Keamanan teknologi diminta tetap diperkuat
Sambil menunggu proses pengesahan di DPR, Pandu berharap para pengembang layanan tekfin di Tanah Air tetap menjaga kepercayaan masyarakat dengan terus meningkatkan keamanan dari sisi teknologi.
Menurutnya, hal ini menjadi semakin penting seiring meningkatnya penggunaan layanan keuangan digital sejak pandemi COVID-19. Bank Indonesia dalam laporan terbarunya mencatat nilai transaksi uang elektronik pada Juli 2022 meningkat 39,76 persen (year-on-year/yoy) menjadi Rp35,5 triliun.
Pertumbuhan transaksi tersebut dinilai mencerminkan meningkatnya kepercayaan masyarakat terhadap layanan keuangan digital, termasuk yang dikelola penyedia layanan tekfin.
Waspada kebocoran data dan kejahatan siber
Berkaca pada sejumlah kasus kebocoran data yang marak belakangan ini, Pandu mengingatkan pelaku industri tekfin agar memutakhirkan layanan supaya lebih aman, namun tetap nyaman digunakan oleh berbagai kalangan.
Ia juga menekankan bahwa inovasi dan teknologi akan terus bergerak dinamis. Karena itu, pelaku tekfin diharapkan dapat tetap selangkah lebih maju dibanding pelaku kejahatan siber yang berupaya mencuri atau membobol data penting.
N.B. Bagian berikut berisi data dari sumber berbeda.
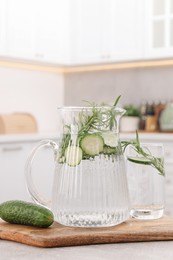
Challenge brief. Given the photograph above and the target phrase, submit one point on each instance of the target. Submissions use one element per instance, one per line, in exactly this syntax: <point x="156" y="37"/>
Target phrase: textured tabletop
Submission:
<point x="121" y="251"/>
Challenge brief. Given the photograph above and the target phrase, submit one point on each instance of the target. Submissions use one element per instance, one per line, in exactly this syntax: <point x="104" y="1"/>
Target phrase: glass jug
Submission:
<point x="90" y="186"/>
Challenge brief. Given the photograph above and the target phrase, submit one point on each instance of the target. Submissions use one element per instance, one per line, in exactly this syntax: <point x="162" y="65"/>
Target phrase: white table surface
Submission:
<point x="119" y="251"/>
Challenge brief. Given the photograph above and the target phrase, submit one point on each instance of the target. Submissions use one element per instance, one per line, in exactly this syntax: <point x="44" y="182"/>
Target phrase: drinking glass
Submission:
<point x="146" y="180"/>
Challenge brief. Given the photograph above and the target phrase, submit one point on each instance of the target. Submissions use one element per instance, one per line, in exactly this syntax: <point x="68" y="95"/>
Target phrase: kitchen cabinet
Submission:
<point x="13" y="156"/>
<point x="2" y="27"/>
<point x="19" y="26"/>
<point x="158" y="28"/>
<point x="72" y="32"/>
<point x="106" y="31"/>
<point x="34" y="30"/>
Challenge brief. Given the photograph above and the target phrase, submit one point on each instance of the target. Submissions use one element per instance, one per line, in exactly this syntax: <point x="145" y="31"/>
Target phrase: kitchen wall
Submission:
<point x="135" y="85"/>
<point x="36" y="92"/>
<point x="41" y="92"/>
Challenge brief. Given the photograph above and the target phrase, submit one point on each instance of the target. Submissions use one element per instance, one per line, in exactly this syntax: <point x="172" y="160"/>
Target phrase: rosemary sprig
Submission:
<point x="153" y="161"/>
<point x="98" y="119"/>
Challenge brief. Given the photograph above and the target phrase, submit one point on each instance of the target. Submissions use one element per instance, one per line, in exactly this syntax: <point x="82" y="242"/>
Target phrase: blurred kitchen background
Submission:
<point x="61" y="52"/>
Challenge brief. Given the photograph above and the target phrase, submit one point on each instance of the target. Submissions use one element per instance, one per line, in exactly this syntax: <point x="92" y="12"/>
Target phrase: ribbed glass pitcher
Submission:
<point x="89" y="187"/>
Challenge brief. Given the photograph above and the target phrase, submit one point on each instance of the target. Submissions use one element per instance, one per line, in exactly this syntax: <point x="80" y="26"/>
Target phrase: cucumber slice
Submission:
<point x="140" y="160"/>
<point x="110" y="139"/>
<point x="109" y="150"/>
<point x="92" y="144"/>
<point x="73" y="155"/>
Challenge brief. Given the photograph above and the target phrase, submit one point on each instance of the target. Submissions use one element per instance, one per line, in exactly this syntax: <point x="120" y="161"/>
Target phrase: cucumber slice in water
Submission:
<point x="110" y="139"/>
<point x="139" y="160"/>
<point x="92" y="144"/>
<point x="73" y="155"/>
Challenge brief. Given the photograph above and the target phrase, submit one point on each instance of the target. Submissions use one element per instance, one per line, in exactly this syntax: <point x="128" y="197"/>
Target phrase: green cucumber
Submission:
<point x="92" y="144"/>
<point x="139" y="160"/>
<point x="110" y="150"/>
<point x="73" y="155"/>
<point x="110" y="139"/>
<point x="26" y="213"/>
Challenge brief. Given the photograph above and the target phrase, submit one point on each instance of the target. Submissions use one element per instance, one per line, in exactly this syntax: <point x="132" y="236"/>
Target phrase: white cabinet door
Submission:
<point x="2" y="27"/>
<point x="126" y="36"/>
<point x="19" y="28"/>
<point x="86" y="31"/>
<point x="106" y="30"/>
<point x="159" y="28"/>
<point x="50" y="30"/>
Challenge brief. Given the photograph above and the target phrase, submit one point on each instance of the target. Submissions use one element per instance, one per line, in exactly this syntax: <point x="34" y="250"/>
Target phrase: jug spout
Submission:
<point x="119" y="113"/>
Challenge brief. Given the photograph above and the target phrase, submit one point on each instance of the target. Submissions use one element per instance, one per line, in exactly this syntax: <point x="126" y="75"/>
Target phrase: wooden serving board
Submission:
<point x="58" y="235"/>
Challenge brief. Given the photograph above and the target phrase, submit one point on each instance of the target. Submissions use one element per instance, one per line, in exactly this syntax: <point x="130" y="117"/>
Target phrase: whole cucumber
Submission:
<point x="26" y="213"/>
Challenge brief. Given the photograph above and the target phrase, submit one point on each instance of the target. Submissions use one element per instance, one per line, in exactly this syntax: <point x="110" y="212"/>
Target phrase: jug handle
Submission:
<point x="28" y="170"/>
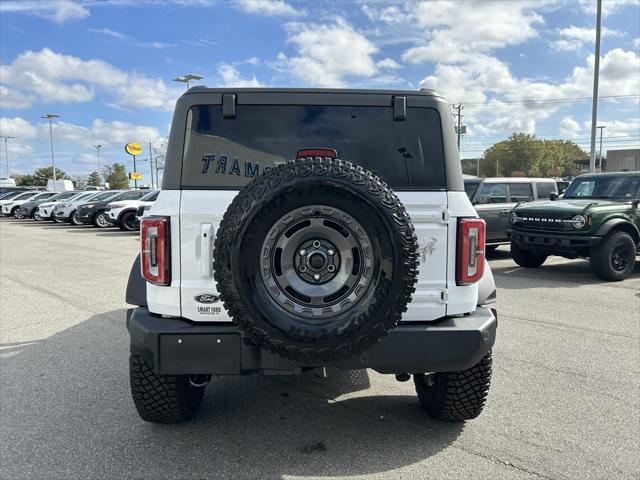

RUU PDP masih dibahas di DPR
Saat ini, RUU Perlindungan Data Pribadi masih dalam pembahasan di DPR bersama Kementerian Komunikasi dan Informatika.
Sebelumnya, pada Jumat (19/8), Ketua Komisi I DPR RI Meutya Hafid menyatakan RUU Perlindungan Data Pribadi (RUU PDP) dapat disahkan menjadi undang-undang paling lambat September 2022, mengikuti masa sidang DPR pada periode Agustus–September 2022.
"Insya Allah masa sidang ini (periode Agustus-September 2022) selesai," kata Meutya saat dijumpai wartawan di Jakarta, Jumat.